Der beste Beweis für die schwedische Urheberschaft ist das Ren -Tier. Der Nordamerikaner hat in der Regel keine Ren -Tiere, sondern dort leben die Karibus. Genauso, wie es am Nordpol keine Pinguine gibt, gibt es in Amerika keine Rentiere, auch wenn sie im Wesen sehr verwandt sind. Die gibt es nur und sogar ausschließlich in Skandinavien. Und weil die Amerikaner alles lustig finden und sogar ein Murmeltier zur Wettervorhersage nutzen, haben die Amerikaner jetzt ein exemplarisches Rentier Rudolf genannt. Und weil der Name Rudolf für ein Rentier – oder für Amerikaner oder gar beidem – nicht witzig genug ist, hat er eine rote Nase bekommen. Und Rudolf ist ein Rentier und nicht etwa ein Karibu mit einer roten Nase.
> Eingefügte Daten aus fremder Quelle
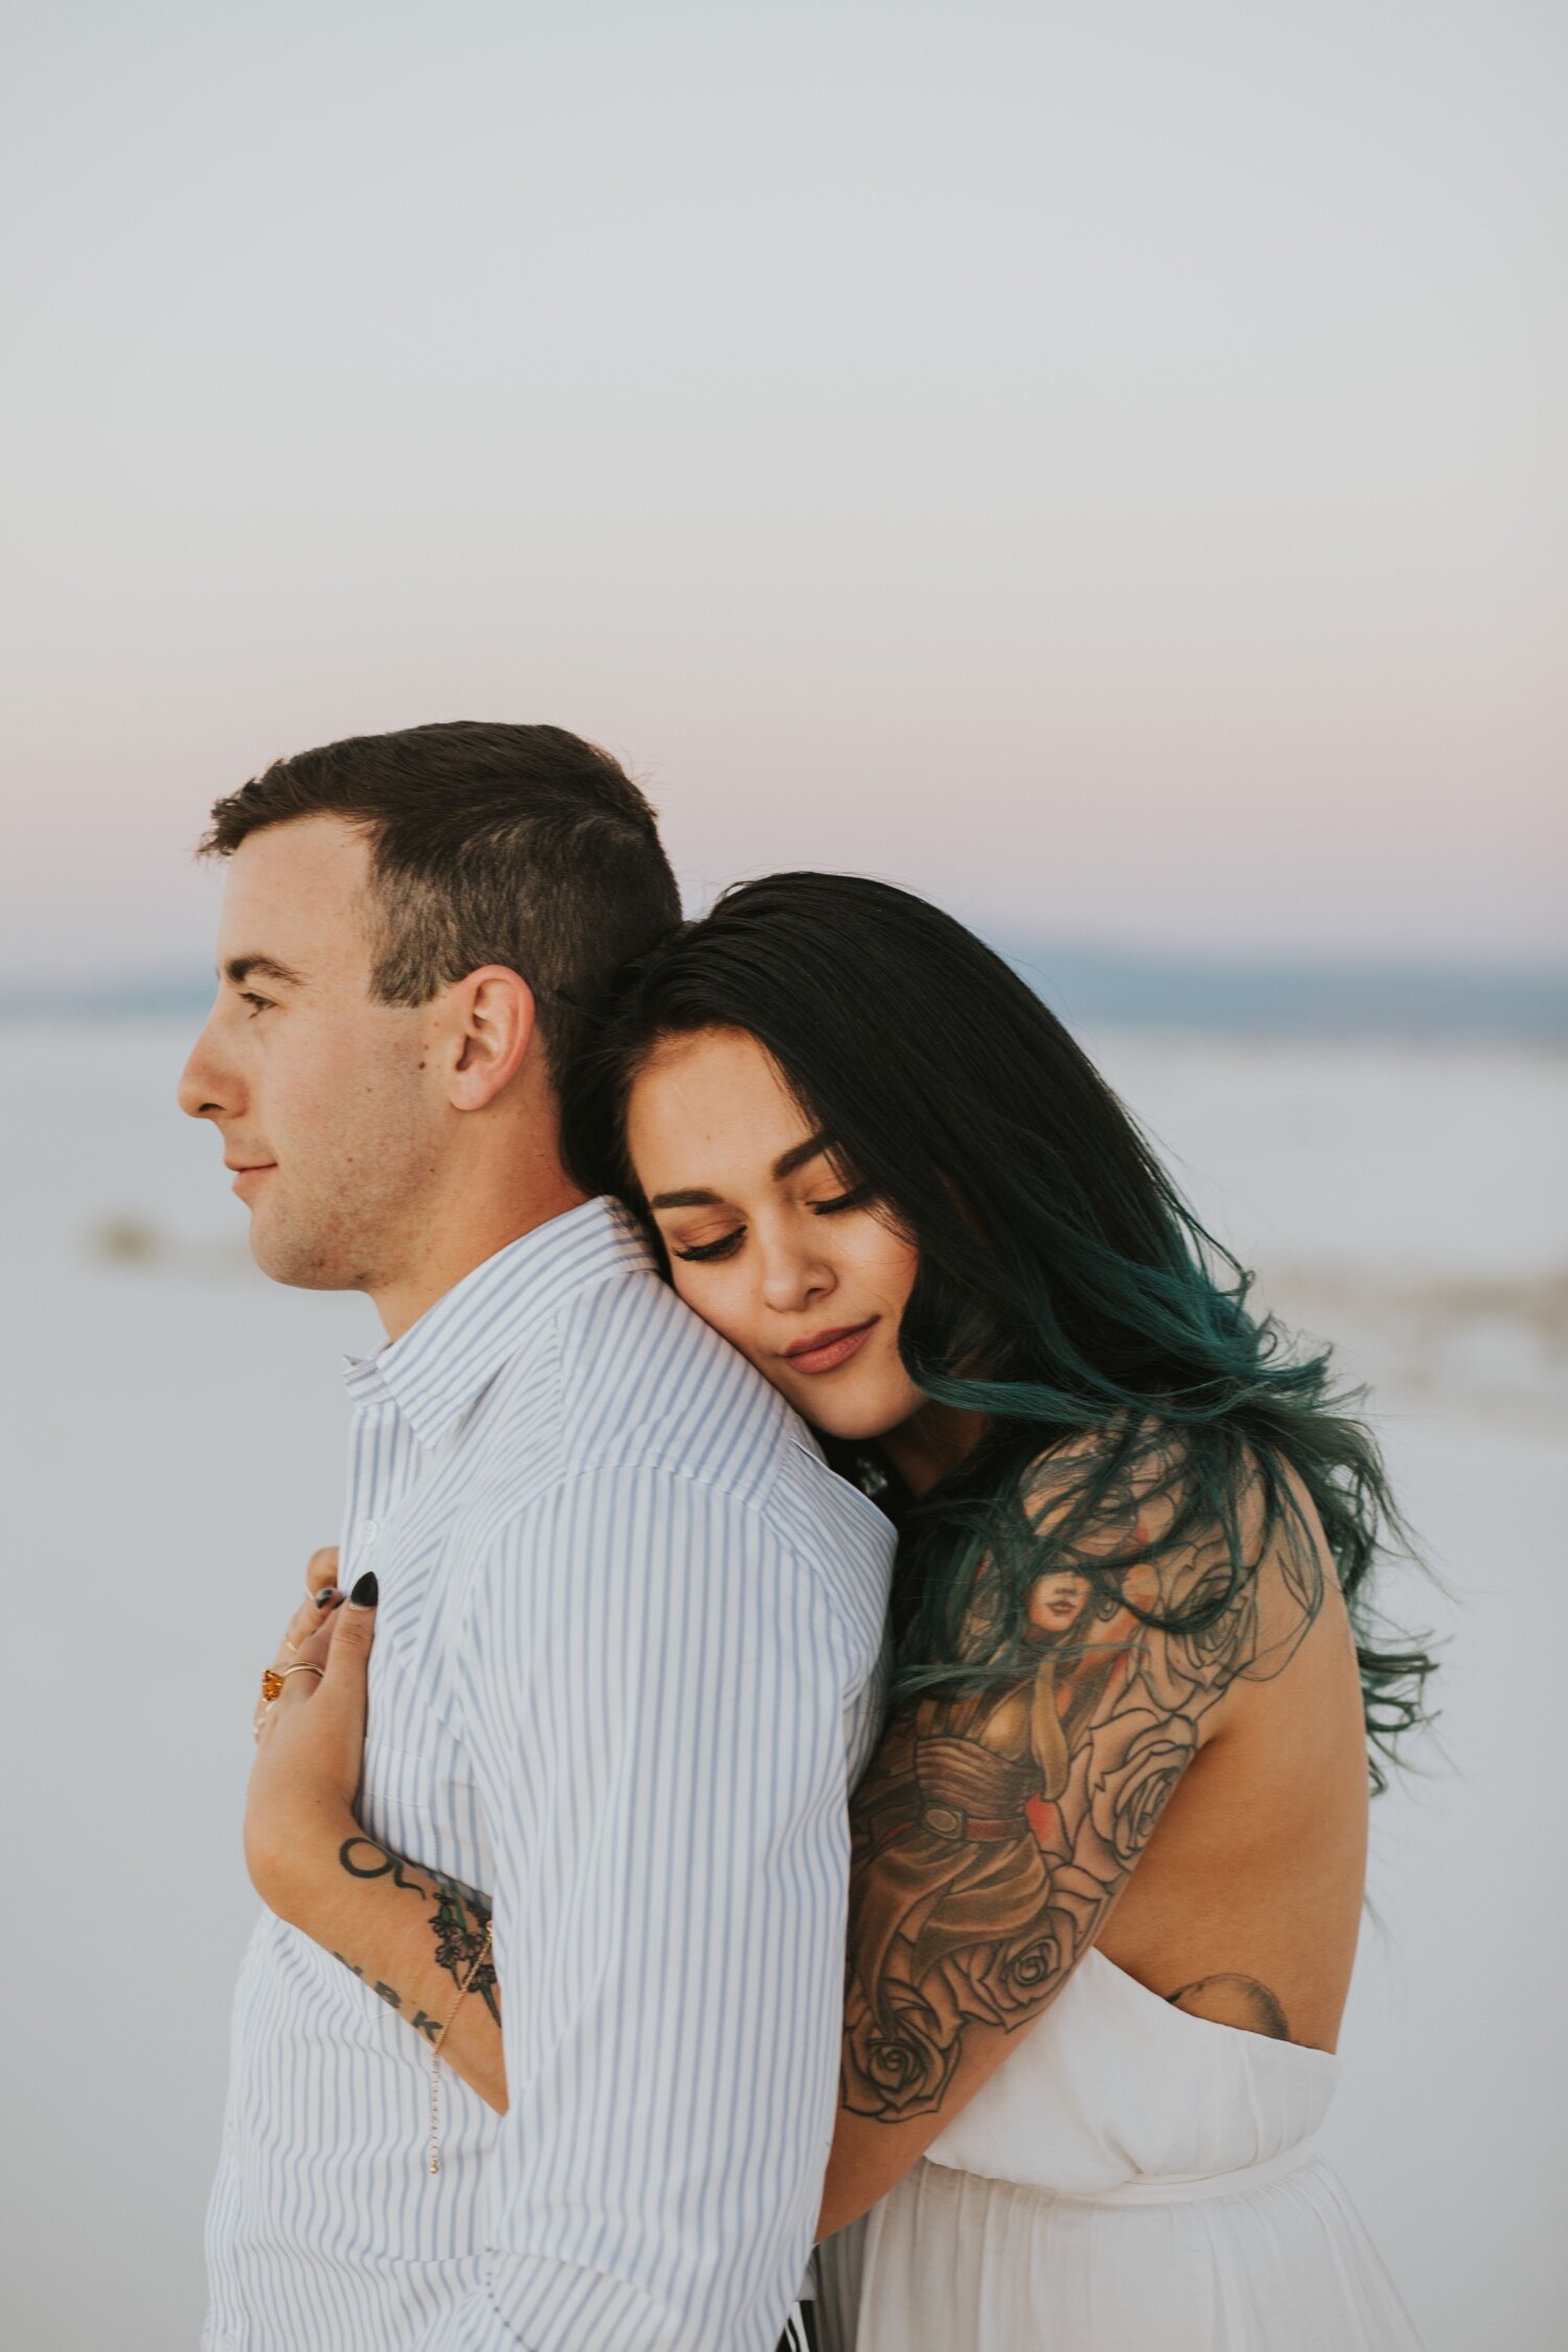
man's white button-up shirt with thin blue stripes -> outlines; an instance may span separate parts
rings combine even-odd
[[[360,1818],[494,1891],[510,2110],[263,1915],[209,2352],[771,2352],[832,2138],[882,1515],[588,1202],[350,1367]]]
Schon wegen des anheimelnden Liedes, dass eher einer Weihnachtshymne gleichkommt, in dem eben diese eine Rentier Hauptdarsteller ist, kann Rudolf niemals ein ernsthaftes Zugpferd für den Aladinschlitten des Weihnachtsmannes werden. 
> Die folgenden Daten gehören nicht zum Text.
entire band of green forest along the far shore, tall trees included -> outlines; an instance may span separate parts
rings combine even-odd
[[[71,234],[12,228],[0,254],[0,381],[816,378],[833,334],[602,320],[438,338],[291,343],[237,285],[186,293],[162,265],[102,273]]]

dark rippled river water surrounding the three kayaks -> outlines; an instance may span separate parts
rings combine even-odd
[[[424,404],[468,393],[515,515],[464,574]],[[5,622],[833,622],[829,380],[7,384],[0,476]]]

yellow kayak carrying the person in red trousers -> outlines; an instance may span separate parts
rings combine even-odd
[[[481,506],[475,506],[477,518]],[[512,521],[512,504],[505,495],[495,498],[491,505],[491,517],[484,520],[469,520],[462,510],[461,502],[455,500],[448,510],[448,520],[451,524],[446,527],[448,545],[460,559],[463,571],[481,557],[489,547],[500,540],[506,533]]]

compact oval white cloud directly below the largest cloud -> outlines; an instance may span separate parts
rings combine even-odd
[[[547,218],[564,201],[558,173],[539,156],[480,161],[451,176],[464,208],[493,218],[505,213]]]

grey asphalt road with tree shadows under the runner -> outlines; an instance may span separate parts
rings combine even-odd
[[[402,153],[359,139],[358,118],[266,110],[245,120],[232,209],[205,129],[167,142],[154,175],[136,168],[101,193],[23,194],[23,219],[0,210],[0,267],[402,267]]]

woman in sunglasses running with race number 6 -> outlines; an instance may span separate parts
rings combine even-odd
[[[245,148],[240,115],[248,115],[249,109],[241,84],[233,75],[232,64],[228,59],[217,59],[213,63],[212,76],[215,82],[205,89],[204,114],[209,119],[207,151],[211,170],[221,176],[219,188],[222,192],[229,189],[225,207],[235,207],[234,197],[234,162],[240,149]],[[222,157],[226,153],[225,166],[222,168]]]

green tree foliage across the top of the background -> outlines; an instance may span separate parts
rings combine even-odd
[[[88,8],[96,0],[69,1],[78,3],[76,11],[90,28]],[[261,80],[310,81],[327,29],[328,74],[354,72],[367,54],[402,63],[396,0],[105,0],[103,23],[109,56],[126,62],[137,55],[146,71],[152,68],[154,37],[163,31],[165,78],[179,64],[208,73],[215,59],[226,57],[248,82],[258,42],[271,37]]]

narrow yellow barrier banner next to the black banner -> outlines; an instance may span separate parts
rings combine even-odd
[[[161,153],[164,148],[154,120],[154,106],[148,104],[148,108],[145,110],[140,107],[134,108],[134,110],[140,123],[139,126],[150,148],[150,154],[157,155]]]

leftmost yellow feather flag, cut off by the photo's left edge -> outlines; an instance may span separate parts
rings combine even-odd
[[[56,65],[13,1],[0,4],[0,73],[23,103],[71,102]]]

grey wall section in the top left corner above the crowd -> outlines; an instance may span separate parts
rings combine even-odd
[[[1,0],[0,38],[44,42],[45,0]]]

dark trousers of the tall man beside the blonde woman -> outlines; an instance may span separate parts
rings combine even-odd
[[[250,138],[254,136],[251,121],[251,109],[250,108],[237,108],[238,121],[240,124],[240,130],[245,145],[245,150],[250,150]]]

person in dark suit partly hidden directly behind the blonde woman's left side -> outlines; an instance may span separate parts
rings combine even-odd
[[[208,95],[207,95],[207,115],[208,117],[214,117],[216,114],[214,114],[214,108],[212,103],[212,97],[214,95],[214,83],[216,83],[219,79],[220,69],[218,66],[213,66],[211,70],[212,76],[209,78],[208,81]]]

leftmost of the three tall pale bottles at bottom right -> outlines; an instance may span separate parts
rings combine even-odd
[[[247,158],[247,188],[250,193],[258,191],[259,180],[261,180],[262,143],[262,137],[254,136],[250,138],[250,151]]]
Und dieser Rudolf ist ja auch eine richtig ‚Dumme Nuss‘ und für jeden Ulk zu haben. Eine schenkelklopfende Lachnummern, diese Rentiere, oder? 
Doch warum wohl hat gerade Rudolf eine rote Nase? Eine rote Säufernase für ein Rentier? Diese Nase muss Rudolf tragen, weil der Weihnachtsmann es nicht darf! Auch wenn er so aussieht, wie ein „alter Schwede“. Schließlich hauen sich die Schweden – besonders die Weihnachtsmänner aus Schweden – wo sie gehen und stehen den Alkohol in den Kopf. Das machte ich schließlich auch, wenn’s mir so kalt wäre. Und in Skandinavien kann es ja empfindlich kalt werden. Na, ja, wenn’s hilft…


Also der Weihnachtsmann, den wir so gerne unseren Kindern zeigen … bravo Coca-Cola … ist in Wirklichkeit ein schwedischer Suffkopp. (Sorry, Haddon Sundblom – so heißt der Maler. A.d.R.) 
Habt ihr mal den Maler, also, den Erfinder von dem Weihnachtsmann gesehen? Der Weihnachtsmann sieht wie ’ne Karikatur seines Zeichners aus. Der Maler hat sich sicher selbst zum Vorbild genommen, denn wie wir wissen, leben die Menschen in Schweden, wie überhaupt in ganz Skandinavien – außer in den Großstätten – weit auseinander und da hat der Maler bestimmt in Ermangelung eines passenden Modells einfach in den Spiegel geschaut und wird sich wohl gesagt haben, ‚den nehme ich, bevor ich gar nichts zu Papier bringe‘. 
Das Ergebnis dieses Schweden ist heute schon so etabliert, dass wir uns schon gar keinen anderen Weihnachtsmann mehr vorstellen können. 


Und da sage einer noch, Werbung funktioniere nicht.